Our paper on Generating effective models and parameters for RNA genetic circuits is out in ACS Synthetic Biology. In this paper, Chelsea developed a simplified ODE model to model the dynamics of RNA genetic circuits. These ‘effective’ models essentially course grain a lot of the biochemical details of gene expression into simple mass-action kinetics that describe the synthesis and degradation of the relevant RNAs and proteins that make up a genetic network. Such models have been used for a long time for protein-based networks, though not much work showed that they could be used for RNA circuits. Chelsea’s first task was to do just that, and surprisingly they work very well after adding a few little details that are special to the RNAs we use to make the circuits. This is great news since the simpler the equations we can use, the more intuition we can gain about further engineering of these networks.
Even though these models worked well qualitatively, that is not quite the level of quantitative detail we want for the future when we think about applying these models to forward design RNA circuitry. So the next step was to find a way to parameterize the models. Unfortunately, since RNA-only genetic circuits are still pretty new (and not found in nature), there are not a lot of parameters to draw from. So we teamed up with Jeff Varner (Chelsea’s co-advisor) to apply methods from systems biology to help us design experiments that would parameterize the model. The method we endued up using uses sensitivity analysis on the structure of the ODEs to help us design experiments that can be used to find multiple parameters at once. In this way we could find all the parameters for our model in a limited number of experiments.
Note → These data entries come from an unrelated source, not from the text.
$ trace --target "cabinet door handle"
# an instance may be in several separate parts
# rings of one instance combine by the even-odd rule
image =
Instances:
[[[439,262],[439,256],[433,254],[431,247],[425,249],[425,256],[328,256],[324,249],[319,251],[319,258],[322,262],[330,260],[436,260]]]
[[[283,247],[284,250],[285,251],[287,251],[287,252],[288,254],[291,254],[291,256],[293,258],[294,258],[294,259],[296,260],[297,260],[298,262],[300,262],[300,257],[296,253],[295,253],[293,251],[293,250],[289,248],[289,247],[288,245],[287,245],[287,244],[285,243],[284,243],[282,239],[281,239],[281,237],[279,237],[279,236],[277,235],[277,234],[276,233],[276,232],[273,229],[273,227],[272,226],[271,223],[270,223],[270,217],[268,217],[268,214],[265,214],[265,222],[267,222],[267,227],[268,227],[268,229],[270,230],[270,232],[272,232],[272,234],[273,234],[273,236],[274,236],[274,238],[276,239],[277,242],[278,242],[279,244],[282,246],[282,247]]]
To perform the experiments, we turned to our new friend – cell free transcription-translation (TX-TL) reactions. TX-TL reactions mimic the cellular environment, but can be performed in a matter of hours. We ended up finding all the parameters in the model in four experiments that could be performed on a single plate in two hours using TX-TL reactions. What a good deal! We also went on to show that these experiments can actually tell you something about the TX-TL system you are using: by getting parameters from multiple batches of TX-TL you can see which parameters change, and it turns out that we think these changes have to do with the concentrations of the different molecules in the batches.
Overall we are very excited about this work. It’s our first step towards building a set of modeling tools that can be used to forward design RNA circuits. We also think the parameterization method is pretty powerful and could be used to parameterize all sorts of ‘parts’ for synthetic biology. To help everyone get started we put up our code on GitHub. Happy modeling/forking!